La dette symbolique .

L'accès au langage, que toute personne va connaître suite au refoulement originaire, dès sa naissance, ne peut se concevoir gratuitement . Car il va suivre des impératifs vérifiables dans le temps et l'espace . Des sociétés les plus primitives jusqu'aux plus évoluées, même si cela a été critiqué par plusieurs courants de pensée .

L'accès au langage comme ordre symbolique nécessaire aux échanges économiques va permettre à chaque individu de se soumettre à une loi sociale qui est présente avant sa naissance, aboutissant en cela à une véritable initiation source de conflits et de violences .

La culpabilité va devenir le prix à payer, la dette dans laquelle va s'engager la communauté à la suite de son inscription dans l'ordre de la loi .

Ainsi comme le disait saint Paul, et la psychanalyse en confirme la sentence, c'est la loi qui fait le péché, et la culpabilité lui est consubstantielle .

Cette situation va aboutir à présenter le psychisme humain dans une dimension universellement conflictuelle, dominé par un trouble permanent et souterrain de la pulsion de mort ( à examiner dans la dictature des idées envahissantes ) .


29-05-17

Frustration, privation et castration en psychanalyse .

La frustration s'est vue détournée de son sens en psychanalyse à cause de l'usage courant qu'on lui a attribué notamment en psychologie comportementaliste, en l'assimilant à de la privation .

Ce qui est en jeu dans cette matière c'est l'attente de réponse propre à une demande vis-à-vis de l'autre et des autres, que chaque personne essaie d'avoir et qui le plus souvent est sans réponse et donc déçue .
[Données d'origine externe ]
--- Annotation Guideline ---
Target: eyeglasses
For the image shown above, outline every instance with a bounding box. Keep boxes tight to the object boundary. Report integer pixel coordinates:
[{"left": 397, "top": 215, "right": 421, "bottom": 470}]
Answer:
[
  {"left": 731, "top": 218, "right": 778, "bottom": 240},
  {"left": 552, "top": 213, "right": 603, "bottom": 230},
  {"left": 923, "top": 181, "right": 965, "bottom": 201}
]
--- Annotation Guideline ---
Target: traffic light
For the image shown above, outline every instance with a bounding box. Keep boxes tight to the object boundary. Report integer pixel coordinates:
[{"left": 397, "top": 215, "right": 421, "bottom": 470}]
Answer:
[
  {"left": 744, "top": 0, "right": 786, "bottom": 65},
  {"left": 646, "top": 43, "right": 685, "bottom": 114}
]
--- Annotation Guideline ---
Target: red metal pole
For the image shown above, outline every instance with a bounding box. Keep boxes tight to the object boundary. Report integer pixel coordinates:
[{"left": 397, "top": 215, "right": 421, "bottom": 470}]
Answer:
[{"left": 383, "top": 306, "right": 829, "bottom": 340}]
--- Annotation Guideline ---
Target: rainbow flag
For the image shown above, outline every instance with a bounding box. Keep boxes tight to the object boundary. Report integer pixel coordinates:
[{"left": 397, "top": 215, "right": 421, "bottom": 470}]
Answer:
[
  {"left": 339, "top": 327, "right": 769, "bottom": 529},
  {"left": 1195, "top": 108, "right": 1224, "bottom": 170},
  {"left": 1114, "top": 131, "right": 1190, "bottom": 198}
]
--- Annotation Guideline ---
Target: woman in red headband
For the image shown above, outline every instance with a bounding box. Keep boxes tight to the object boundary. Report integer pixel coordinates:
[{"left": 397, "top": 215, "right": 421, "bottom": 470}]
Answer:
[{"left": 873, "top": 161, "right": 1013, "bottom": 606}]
En cure, via le transfert, l'analysant se rend compte après-coup que son analyste, de par son silence ne répond jamais à ses demandes, et ni à fortiori ne le rend satisfait, c'est ce que le principe économique d'abstinence confirme .

Car le discours de chaque individu est demande de caution de figures illusoires, effet de l'assemblage imaginaire qu'il propose de lui-même à son semblable, et qui ne sont au fond que des façons de se saisir en personnalité différente .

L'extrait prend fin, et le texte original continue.